Topological spin-up triplet excitonic condensation in two-dimensional electron-hole systems

TL;DR

This paper explores a novel topological phase of spin-up triplet excitonic condensation in 2D electron-hole systems, revealing unique topological properties and potential realizations in layered materials.

Contribution

It introduces the first theoretical demonstration of topological spin-up triplet excitonic condensation influenced by spin-orbit coupling and magnetic fields.

Findings

Identification of a spin-up triplet excitonic condensate with nonzero Chern number

Discovery of strong spin-polarized excitonic fluctuations before condensation

Proposal of realistic material platforms for observing this phase

Abstract

We investigate topological spin-up triplet excitonic condensation and its competition with other stabilities in a two-dimensional interacting electron-hole system taking into account Rashba spin-orbit coupling and external magnetic fields.
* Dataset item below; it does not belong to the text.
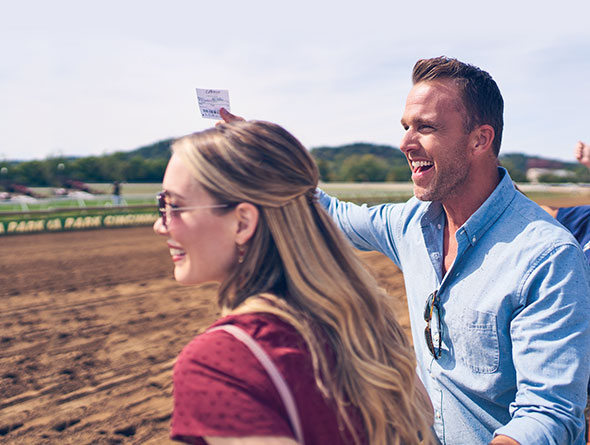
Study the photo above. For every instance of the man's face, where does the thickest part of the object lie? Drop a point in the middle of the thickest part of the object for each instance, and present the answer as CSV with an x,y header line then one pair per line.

Using an unrestricted Hartree-Fock approach, we self-consistently evaluate spin-selective excitonic condensate order parameters and the Chern number. The ground state phase diagram in the dependence on magnetic field and Coulomb interaction shows a spin-up triplet excitonic condensate (EC) with a nonzero Chern number, emerging uniquely away from the topologically trivial singlet and spin-down triplet EC regions. Strong spin-polarized triplet excitonic fluctuations preceding the condensation are further revealed through the signatures of the dynamical excitonic susceptibility spectra. Our results establish a class of topological quantum phases driven by excitonic coherence and suggest a realistic pathway to its realization in a distorted Janus monolayer of transition metal dichalcogenides or some twisted van der Waals heterostructures.